A Starbucks union organizer in Buffalo says that he was fired by the company for refusing to remove a mental health awareness pin that he was wearing to honor a coworker who died earlier this year.
As reported by Bloomberg, Starbucks fired prominent union organizer and barista Will Westlake on Tuesday. Westlake worked at one of the stores that had originally petitioned to unionize last year, kicking off what would become a historic union drive.
The company said that he was being fired for “refusal to abide by the dress-code policy” and attendance issues. Westlake says that he has been sent home dozens of times by management after refusing to remove the pin depicting interlocked fingers with the text “You are not alone” and a URL for the American Foundation for Suicide Prevention (AFSP).
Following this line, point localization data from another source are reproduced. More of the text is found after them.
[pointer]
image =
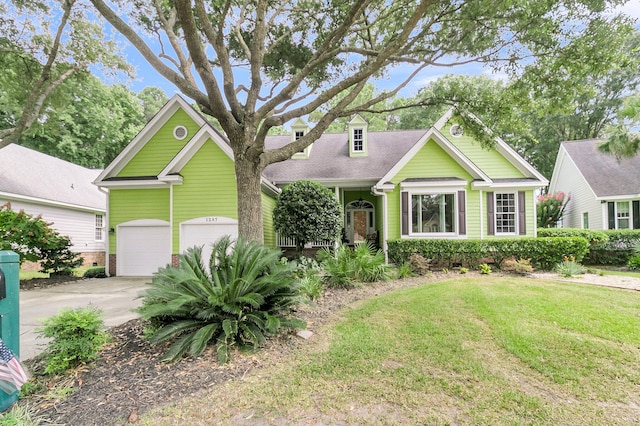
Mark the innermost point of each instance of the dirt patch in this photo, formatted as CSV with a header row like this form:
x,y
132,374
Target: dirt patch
x,y
130,378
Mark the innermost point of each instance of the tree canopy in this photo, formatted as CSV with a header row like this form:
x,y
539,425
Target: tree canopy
x,y
44,43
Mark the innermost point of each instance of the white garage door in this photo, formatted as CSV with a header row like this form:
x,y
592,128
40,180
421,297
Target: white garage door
x,y
143,246
204,231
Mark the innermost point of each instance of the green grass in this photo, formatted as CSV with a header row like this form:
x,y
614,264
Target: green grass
x,y
493,350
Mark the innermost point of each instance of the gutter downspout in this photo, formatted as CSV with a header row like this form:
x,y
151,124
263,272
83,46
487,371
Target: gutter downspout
x,y
106,227
375,192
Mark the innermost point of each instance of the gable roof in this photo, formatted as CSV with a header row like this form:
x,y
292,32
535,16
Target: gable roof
x,y
137,143
329,160
603,172
33,176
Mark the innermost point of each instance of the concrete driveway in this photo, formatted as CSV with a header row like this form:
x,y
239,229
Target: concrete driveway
x,y
115,296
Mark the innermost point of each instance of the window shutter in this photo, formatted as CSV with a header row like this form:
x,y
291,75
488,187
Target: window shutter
x,y
491,230
404,206
612,215
462,214
522,213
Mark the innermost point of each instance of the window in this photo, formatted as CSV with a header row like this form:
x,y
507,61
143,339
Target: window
x,y
433,213
99,227
358,140
622,215
506,213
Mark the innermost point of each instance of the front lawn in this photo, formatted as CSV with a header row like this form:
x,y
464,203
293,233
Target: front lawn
x,y
476,350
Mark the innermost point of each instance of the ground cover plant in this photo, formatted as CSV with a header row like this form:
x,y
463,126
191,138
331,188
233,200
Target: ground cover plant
x,y
477,350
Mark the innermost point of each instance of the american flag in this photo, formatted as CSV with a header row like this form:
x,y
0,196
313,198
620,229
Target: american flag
x,y
12,374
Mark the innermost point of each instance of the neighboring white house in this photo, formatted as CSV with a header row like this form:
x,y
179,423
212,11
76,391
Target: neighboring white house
x,y
605,192
61,192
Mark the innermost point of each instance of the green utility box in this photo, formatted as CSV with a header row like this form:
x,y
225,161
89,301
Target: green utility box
x,y
9,312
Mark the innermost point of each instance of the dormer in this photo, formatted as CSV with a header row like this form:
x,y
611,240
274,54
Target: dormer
x,y
298,129
358,136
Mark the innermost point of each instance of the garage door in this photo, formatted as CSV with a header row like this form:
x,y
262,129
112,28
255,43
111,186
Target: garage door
x,y
204,231
143,246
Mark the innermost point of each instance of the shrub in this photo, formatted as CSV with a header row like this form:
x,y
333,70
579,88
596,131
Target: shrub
x,y
520,266
307,211
594,237
543,252
243,295
569,267
95,272
617,250
344,267
549,209
76,337
418,264
34,240
403,271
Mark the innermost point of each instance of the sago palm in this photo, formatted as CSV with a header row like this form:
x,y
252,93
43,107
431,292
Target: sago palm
x,y
242,294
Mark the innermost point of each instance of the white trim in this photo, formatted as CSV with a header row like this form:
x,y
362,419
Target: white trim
x,y
134,184
506,185
138,142
446,145
12,196
175,132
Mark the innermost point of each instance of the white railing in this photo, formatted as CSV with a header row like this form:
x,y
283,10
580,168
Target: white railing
x,y
291,242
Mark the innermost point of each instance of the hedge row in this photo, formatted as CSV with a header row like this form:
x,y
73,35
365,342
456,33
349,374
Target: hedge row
x,y
609,247
544,253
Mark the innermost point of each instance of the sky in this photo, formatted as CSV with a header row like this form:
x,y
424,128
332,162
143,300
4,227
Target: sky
x,y
147,76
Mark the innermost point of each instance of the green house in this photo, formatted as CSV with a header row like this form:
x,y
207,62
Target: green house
x,y
174,186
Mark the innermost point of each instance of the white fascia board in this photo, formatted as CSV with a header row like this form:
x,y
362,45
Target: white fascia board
x,y
190,149
134,184
629,197
435,183
446,145
442,121
508,185
42,201
518,162
137,143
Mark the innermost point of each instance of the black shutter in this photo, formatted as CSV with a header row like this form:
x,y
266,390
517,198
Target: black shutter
x,y
522,213
491,230
612,215
462,214
404,206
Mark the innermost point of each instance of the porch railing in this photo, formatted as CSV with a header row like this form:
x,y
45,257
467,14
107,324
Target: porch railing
x,y
289,242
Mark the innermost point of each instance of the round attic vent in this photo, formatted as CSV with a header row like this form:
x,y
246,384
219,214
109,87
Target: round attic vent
x,y
180,132
456,130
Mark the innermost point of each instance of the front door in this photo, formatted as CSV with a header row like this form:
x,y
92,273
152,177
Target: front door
x,y
359,221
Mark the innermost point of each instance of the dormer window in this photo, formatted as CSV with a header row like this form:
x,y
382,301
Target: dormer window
x,y
298,129
358,140
358,137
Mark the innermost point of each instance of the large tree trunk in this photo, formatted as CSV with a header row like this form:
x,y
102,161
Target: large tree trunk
x,y
249,199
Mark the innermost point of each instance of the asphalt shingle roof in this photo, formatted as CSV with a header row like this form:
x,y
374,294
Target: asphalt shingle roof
x,y
603,172
329,157
30,173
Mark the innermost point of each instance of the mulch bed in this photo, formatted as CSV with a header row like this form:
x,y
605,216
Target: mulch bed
x,y
129,378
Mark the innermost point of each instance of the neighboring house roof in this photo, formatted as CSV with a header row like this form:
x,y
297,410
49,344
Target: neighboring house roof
x,y
33,176
329,157
603,172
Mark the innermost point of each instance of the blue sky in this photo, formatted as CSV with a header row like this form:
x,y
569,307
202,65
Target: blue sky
x,y
147,76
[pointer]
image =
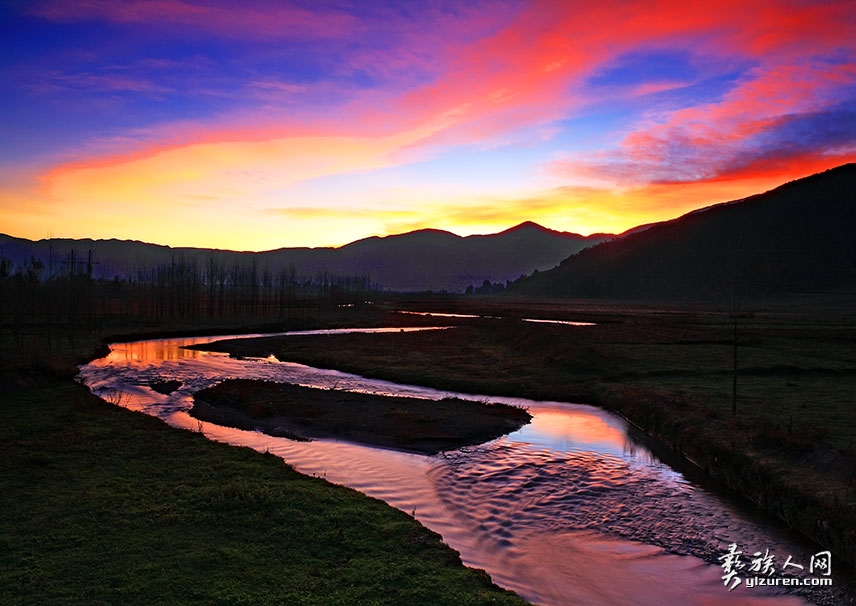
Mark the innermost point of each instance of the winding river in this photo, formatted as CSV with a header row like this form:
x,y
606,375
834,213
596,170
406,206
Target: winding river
x,y
573,508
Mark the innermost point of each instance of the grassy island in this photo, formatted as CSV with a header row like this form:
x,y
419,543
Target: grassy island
x,y
411,424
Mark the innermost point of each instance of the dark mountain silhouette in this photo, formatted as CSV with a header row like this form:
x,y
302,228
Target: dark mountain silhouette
x,y
797,238
421,260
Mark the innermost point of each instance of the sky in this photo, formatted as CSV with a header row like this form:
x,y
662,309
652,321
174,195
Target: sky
x,y
266,124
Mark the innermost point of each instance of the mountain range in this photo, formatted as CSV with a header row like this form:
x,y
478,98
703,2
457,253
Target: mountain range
x,y
422,260
799,238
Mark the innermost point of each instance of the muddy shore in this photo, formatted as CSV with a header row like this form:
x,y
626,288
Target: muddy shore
x,y
303,413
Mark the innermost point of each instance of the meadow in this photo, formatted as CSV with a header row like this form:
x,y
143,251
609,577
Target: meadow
x,y
102,504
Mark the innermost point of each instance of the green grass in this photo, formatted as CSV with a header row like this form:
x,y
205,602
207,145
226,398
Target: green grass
x,y
101,505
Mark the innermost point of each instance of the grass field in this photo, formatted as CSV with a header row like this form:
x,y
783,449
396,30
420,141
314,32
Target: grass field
x,y
101,505
789,448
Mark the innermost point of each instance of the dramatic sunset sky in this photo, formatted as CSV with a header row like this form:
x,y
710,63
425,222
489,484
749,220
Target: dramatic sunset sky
x,y
255,125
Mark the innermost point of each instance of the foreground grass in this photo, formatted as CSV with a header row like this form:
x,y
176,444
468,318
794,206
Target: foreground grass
x,y
789,449
102,505
411,424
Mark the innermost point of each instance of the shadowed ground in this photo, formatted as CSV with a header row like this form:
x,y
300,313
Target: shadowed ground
x,y
293,411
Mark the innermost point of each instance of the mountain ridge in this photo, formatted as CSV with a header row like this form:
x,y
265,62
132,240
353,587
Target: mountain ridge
x,y
796,238
420,260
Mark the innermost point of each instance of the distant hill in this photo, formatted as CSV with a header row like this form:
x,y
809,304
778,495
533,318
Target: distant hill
x,y
797,238
416,261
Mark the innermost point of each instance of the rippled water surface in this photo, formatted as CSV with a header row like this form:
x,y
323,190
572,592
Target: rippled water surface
x,y
571,508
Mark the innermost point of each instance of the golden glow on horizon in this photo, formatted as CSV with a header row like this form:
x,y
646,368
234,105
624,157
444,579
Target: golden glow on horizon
x,y
572,116
583,210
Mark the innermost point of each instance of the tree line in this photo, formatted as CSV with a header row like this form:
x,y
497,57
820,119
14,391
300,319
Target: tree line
x,y
41,301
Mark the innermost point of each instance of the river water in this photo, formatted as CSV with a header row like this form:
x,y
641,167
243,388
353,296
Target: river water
x,y
573,508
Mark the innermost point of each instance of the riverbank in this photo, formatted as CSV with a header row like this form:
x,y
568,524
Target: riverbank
x,y
669,374
104,505
409,424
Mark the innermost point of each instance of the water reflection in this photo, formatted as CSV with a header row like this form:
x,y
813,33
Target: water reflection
x,y
568,509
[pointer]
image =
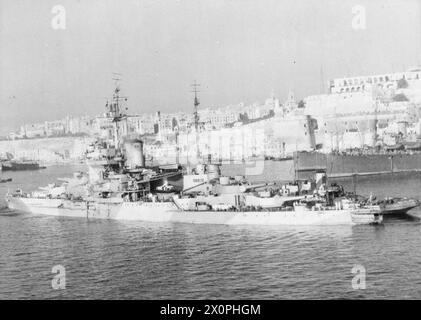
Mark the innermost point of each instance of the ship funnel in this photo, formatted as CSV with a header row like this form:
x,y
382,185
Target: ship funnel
x,y
134,153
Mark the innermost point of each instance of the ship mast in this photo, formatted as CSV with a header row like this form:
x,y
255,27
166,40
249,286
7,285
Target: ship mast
x,y
196,116
115,110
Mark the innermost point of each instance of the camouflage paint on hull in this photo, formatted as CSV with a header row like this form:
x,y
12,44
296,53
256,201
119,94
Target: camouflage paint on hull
x,y
168,212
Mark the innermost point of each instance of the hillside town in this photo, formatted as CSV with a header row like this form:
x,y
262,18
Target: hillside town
x,y
380,111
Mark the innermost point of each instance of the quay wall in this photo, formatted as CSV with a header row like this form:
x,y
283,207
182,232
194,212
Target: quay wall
x,y
357,164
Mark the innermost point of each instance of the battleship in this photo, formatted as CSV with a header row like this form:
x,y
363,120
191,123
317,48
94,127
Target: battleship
x,y
118,185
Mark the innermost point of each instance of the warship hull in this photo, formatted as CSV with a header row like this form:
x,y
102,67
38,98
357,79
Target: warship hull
x,y
169,212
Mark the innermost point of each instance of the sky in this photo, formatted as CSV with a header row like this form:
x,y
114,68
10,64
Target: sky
x,y
238,50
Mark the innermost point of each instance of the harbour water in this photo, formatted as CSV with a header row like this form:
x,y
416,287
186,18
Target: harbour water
x,y
136,260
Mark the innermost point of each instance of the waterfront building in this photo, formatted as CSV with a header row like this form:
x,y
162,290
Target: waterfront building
x,y
365,83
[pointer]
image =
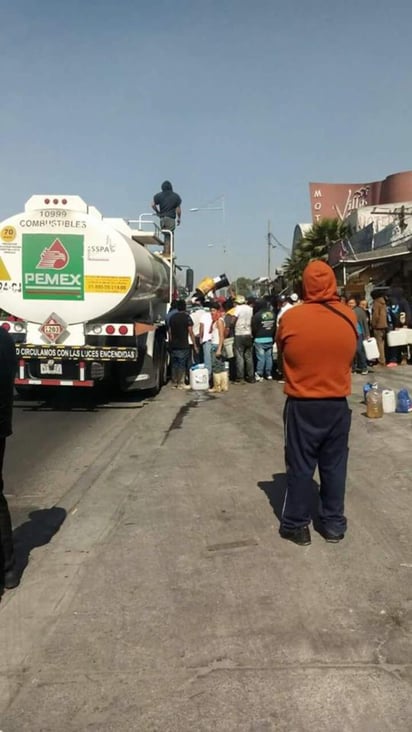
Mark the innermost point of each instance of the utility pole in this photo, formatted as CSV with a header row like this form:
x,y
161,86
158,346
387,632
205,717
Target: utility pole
x,y
269,248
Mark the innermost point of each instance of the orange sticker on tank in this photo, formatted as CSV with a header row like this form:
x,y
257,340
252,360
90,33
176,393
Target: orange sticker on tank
x,y
107,285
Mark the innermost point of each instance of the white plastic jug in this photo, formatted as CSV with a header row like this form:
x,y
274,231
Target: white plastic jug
x,y
371,349
397,337
388,401
199,378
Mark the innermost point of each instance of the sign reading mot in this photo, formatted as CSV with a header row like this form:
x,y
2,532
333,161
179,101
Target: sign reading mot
x,y
52,267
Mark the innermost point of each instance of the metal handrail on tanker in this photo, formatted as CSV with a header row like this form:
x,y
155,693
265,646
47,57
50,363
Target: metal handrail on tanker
x,y
147,219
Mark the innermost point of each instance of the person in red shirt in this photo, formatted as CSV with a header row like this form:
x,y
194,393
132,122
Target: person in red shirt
x,y
317,341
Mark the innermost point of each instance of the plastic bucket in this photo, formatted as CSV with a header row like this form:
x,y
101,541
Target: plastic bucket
x,y
228,347
388,401
199,378
371,349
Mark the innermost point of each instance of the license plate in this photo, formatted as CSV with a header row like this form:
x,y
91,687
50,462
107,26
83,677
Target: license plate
x,y
55,369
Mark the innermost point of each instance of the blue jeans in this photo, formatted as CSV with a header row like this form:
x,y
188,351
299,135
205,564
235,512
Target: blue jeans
x,y
360,361
316,434
264,358
180,361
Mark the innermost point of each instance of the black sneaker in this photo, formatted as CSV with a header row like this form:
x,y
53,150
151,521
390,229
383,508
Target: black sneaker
x,y
299,536
330,537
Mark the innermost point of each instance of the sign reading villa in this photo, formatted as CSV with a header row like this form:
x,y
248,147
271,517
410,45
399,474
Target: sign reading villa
x,y
338,200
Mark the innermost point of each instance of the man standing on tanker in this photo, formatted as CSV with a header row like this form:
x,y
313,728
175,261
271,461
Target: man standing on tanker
x,y
8,365
318,342
166,205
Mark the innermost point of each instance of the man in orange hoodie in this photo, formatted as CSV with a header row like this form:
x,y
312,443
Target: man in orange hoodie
x,y
318,341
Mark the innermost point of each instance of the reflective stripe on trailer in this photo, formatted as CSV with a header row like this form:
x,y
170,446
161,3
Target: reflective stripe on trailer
x,y
53,382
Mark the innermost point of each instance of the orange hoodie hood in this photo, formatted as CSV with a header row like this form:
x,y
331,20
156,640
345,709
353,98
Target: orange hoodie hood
x,y
319,282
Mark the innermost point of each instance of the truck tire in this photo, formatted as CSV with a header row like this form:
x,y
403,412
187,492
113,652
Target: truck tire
x,y
31,392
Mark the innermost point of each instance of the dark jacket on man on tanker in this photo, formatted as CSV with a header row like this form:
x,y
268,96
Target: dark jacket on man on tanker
x,y
317,346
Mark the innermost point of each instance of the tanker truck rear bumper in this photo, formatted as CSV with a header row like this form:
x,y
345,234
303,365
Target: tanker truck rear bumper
x,y
82,366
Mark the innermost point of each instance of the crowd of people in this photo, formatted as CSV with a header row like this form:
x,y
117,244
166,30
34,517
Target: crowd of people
x,y
386,309
233,337
236,336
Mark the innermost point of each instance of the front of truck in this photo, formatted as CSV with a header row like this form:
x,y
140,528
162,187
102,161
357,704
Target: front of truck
x,y
72,285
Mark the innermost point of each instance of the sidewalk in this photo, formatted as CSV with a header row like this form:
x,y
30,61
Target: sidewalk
x,y
168,602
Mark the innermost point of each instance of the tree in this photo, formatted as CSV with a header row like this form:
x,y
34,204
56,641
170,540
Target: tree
x,y
315,244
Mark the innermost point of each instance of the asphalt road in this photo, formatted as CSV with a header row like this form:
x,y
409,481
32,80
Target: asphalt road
x,y
166,601
56,441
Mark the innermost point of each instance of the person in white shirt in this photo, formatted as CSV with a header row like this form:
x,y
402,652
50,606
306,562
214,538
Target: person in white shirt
x,y
243,341
205,338
196,314
290,302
According to Westlake, he and his coworkers began wearing suicide prevention pins in honor of a coworker who died by suicide earlier this year. Management repeatedly told workers to remove the pins and eventually implemented a new policy barring such pins. But although other coworkers stopped wearing their pins, Westlake continued to wear his.
On Twitter on Tuesday, Westlake walked through the company’s alleged actions surrounding his coworker’s death, demonstrating, if true, the cruelty with which the company treats its employees.
Westlake says that, shortly before his coworker’s death, the company retaliated against her for being an original signer on the letter announcing their union effort, blocking her transfer to a store close to her college. The company then sent five managers to her funeral, Westlake wrote, and forced her coworkers to go back to work directly after the funeral.
“When I first decided that I was going to keep wearing the [ASFP] pin, I truly thought that the company would back down. That they would see what the workers were going through, having to engage in psychological warfare over a union campaign because the company was being cruel,” Westlake wrote.
“Today I was fired, the company refused to see that firing someone for expressing solidarity with suicide prevention is wrong,” he continued. “I hadn’t been allowed to work a shift at my store for nearly 4 months. Every shift for 4 months I was sent home for wearing a suicide awareness pin.”
The union has filed an unfair labor practice complaint over Westlake’s termination, saying that the move is retaliation for being a union activist. It is illegal for employers to retaliate against workers for wearing union regalia or for participating in union organizing. The company maintains that it does not retaliate against workers for union activity.
A former labor board official told Bloomberg that the pin could be seen as a symbol of unity among unionizing workers, who are often made to feel isolated by anti-union tactics. President Joe Biden’s labor board has continually ruled in favor of workers’ ability to wear union insignia at work.
“An argument could be made that this button is symbolic of solidarity with folks that are burdened with these kinds of psychological pressures as a result of a hostile work environment that the union is trying to fight against,” former National Labor Relations Board (NLRB) chair Mark Pearce said.
The union says that the company has continually relied on retaliatory tactics to suppress worker organizing, including firing over 120 union activists in workers’ union campaign so far. Starbucks has also permanently closed several stores where union activity has taken hold, withheld benefits and wage raises from workers, and more. There are currently over 320 pending unfair labor practice charges against the company, according to the union.